Until last week, the lobby of Peterson Hall greeted its visitors with Presence, a showcase of photographs and other visual materials collected from her colleagues in the anthropology department. The exhibit was meant to provoke different ways of encountering various issues researchers at McGill are pursuing, but Gauvin was also inspired by the need for a space that fosters a communal approach to sharing research.
“You can be individualized in your research, but for me, having community and being able to talk to other people about your ideas is very important. Placing art in a public, common space is a very simple way to start these conversations, and to provide a place for them to happen”.

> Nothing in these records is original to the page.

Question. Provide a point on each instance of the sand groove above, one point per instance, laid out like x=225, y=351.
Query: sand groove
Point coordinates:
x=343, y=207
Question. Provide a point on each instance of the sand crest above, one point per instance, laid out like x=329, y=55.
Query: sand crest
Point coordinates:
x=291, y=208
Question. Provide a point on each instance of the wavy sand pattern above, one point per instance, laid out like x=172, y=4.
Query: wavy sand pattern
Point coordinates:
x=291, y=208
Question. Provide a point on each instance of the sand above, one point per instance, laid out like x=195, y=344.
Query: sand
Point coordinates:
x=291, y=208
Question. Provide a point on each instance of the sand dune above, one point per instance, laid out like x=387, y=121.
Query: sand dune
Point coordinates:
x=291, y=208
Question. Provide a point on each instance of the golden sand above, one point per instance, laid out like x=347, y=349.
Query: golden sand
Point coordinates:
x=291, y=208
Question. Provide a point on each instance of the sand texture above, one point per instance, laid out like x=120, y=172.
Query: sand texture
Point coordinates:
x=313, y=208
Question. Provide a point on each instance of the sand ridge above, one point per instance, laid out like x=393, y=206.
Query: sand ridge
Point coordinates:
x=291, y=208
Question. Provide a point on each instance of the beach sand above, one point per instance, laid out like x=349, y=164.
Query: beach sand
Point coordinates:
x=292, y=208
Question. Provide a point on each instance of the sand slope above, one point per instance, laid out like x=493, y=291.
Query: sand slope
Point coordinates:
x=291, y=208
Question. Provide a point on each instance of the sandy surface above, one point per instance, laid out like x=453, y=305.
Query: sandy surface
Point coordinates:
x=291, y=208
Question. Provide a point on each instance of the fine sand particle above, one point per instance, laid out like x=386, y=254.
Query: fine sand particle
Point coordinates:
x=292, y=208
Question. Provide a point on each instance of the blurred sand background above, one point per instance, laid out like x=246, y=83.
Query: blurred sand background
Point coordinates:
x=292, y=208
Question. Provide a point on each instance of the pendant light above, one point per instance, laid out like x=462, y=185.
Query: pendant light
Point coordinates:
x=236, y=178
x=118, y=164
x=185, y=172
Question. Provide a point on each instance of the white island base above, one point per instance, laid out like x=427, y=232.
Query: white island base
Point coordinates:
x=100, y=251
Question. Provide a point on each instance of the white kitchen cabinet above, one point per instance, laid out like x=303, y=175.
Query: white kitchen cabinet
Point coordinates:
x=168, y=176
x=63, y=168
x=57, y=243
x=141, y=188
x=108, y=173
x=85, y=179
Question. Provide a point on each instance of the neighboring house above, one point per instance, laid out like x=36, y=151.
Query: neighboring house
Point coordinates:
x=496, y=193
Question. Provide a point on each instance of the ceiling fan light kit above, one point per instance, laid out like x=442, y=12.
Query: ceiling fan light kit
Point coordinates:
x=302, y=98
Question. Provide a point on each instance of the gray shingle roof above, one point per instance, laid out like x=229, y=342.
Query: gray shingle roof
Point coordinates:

Gauvin, also a professional photographer, included only one of her own original pieces in the exhibit – a LED-backed picture from 2012, taken while on doctoral research trip in northern Uganda. Her research focused on communities in the Padibe subcounties of northern Uganda and their ways of ‘moving on’ from two decades of conflict and internal displacement, intimately tied to their relationship to their land. The portrait is of her host parents, who requested to be photographed on their ancestral land for their 25th wedding anniversary. The community requested more photos on their land, and upon returning to the University of British Columbia, this led to a curatorial project of its own titled ‘The Land Grows People’. Gauvin’s experiences in Uganda began over a decade ago, at the impetus of a documentary team’s project, and has since shaped her largely as an academic who encourages colleagues to “think about what happens when researchers come back to the university from the field, whatever your field may be”.In both exhibits, Gauvin points out that in North America, the tendency to hold on to grand narratives remains. The most important thing to remember, Gauvin insists in her own work, is to represent the subjects of her study with respect, which means “disseminating research in a way that has meaning for the interlocutors too”. The impetus is not to ignore what is harsh or difficult about their realities, especially in cases where conflict and displacement has harmed communities, but rather the opposite: to acknowledge, reckon with, and especially learn from how people can re-establish order after chaos and displacement breaks down their ways of living.
Narratives and representation are extremely important for sharing and learning from academic research, Gauvin says, as is the power of human relationships. Challenging the victim narratives once popular in post-colonial rhetoric, leading to its replacement with “survivor” in these conversations on political and social adversity, is perhaps a start.
Interrogating the ways university spaces can be put to better use is significant. Without that, the norm of expecting to learn by bearing witness, while protecting the privilege of one’s cultural, emotional, and intellectual distance from the information won’t change. The university has a greater role to play in how we engage with these issues while maintaining a model of respect in the approaches taken. Presence makes a strong call for dedicated public spaces where our communities (academic and otherwise) can collectively engage with the pressing issues of our times.
“We are all responsible for making change, but the worst thing is feeling pity or guilt. Without respect of others, you will never get to change anything."